NORTH OLMSTED

An update on the future resurfacing of a portion of Clague Road came with a bit of bad news when presented to City Council at its March 30 meeting. But city leaders are optimistic the full scope of the project can still be completed.

The stretch of road in question, from the Lorain Road intersection to the northern city limits, is slated for repaving in 2024. In conjunction, the city has explored additional work there that would enhance driver and pedestrian safety on the busy street, and was seeking Ohio Department Of Transportation Safety Program funds to cover a large portion of the cost.

Sam Bobko of Cleveland-based engineering, managing and development firm Mott MacDonald, which conducted numerous traffic studies on Clague Road in 2020, laid out ODOT’s new safety policy and reiterated the firm’s suggestions made during a presentation last fall.

The biggest issue, Bobko noted, was that ODOT is not currently accepting safety funding applications. Normally, the organization reviews them twice per year for projects valued at over $500,000 and once a year for those under $500,000. Applications won’t be available for projects over $500,000 until October or November, but no application process or funding commitments are set in stone. Those under $500,000 can be applied for starting July 1.
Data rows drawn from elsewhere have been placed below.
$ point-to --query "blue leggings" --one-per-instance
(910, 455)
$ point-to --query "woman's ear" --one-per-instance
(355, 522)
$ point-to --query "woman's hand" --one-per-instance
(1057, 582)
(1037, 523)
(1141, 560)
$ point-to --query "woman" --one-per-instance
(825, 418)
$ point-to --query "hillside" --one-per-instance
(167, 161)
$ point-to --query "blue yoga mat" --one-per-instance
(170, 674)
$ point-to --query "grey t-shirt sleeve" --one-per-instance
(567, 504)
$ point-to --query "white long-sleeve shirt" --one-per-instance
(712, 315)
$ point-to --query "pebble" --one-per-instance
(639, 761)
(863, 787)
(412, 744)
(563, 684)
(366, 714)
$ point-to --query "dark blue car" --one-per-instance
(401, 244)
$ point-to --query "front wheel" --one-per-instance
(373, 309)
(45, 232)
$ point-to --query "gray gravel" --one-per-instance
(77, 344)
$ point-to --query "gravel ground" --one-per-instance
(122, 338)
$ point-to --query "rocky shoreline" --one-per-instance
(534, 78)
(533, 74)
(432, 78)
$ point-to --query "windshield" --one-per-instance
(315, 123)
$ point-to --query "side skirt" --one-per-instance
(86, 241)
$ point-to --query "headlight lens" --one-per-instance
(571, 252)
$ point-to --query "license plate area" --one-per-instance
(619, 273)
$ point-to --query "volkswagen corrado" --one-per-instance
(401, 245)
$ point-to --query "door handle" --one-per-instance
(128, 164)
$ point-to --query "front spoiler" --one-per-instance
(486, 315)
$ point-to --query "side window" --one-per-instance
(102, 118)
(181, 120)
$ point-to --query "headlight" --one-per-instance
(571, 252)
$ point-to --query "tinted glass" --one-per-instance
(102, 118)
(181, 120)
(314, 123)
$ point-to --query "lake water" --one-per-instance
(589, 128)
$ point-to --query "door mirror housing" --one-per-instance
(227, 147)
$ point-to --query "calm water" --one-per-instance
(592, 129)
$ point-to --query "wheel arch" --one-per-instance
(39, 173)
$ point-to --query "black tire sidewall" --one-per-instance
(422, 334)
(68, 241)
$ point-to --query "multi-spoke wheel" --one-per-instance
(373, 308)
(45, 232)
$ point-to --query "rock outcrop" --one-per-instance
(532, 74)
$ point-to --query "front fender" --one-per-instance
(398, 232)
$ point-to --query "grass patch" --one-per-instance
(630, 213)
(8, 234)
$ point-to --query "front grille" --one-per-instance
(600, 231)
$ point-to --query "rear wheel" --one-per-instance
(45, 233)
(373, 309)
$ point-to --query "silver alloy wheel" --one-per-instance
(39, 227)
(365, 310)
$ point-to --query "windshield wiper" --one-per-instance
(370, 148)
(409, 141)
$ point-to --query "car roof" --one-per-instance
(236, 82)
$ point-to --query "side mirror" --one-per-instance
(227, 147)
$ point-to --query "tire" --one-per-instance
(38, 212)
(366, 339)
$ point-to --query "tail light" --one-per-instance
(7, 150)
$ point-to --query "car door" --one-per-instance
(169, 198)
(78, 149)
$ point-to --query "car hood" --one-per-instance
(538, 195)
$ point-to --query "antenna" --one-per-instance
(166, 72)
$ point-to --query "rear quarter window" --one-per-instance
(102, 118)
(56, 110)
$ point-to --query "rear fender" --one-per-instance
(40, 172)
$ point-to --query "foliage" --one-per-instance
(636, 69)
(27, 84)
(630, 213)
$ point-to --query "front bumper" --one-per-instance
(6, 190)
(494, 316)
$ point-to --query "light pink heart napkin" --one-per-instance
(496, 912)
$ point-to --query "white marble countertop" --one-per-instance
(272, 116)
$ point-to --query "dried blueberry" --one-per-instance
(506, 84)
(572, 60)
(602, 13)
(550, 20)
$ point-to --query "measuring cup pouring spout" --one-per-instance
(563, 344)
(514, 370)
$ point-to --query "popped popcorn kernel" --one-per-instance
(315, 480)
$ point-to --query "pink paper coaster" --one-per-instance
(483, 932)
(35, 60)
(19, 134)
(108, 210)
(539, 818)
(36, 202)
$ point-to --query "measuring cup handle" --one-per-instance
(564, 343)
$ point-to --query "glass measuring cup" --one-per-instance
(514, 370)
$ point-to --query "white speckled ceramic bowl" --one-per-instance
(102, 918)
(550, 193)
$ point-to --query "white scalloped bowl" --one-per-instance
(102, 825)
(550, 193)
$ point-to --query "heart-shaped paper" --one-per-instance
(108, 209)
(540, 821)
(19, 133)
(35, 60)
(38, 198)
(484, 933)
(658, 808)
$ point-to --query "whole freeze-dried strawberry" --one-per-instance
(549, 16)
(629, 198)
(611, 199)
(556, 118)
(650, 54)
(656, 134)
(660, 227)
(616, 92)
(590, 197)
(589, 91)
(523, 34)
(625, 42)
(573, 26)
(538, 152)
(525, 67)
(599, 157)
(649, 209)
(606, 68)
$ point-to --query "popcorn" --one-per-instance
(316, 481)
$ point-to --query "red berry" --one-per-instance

Also problematic is the overall timing. Bobko said that ODOT won’t award funds until fiscal year 2025, which begins July 1, 2024 – after the Clague project was set to begin. If the city were to apply for funding for a project under $500,000, it would only be eligible for construction, not design services or additional studies.

“There were a record number of projects funded by ODOT last fiscal year,” Bobko said during the presentation. “COVID-19 and uncertainties with funding and funding sources (led to the pause in funding awards). ODOT is looking at this as a chance to look at what they were doing and refocus. They want to refocus on crash trends in Ohio...Any requests really have to be rooted in safety and primary safety benefits.”

Working in the city’s favor is that along with the repaving, safety is at the forefront of the project. Per Mott MacDonald’s suggestion, the goal is to add a turn lane on Clague Road near the Maple Ridge Road intersection, a point where traffic tends to bottleneck at peak usage hours, such as 3-6 p.m., leading to accidents.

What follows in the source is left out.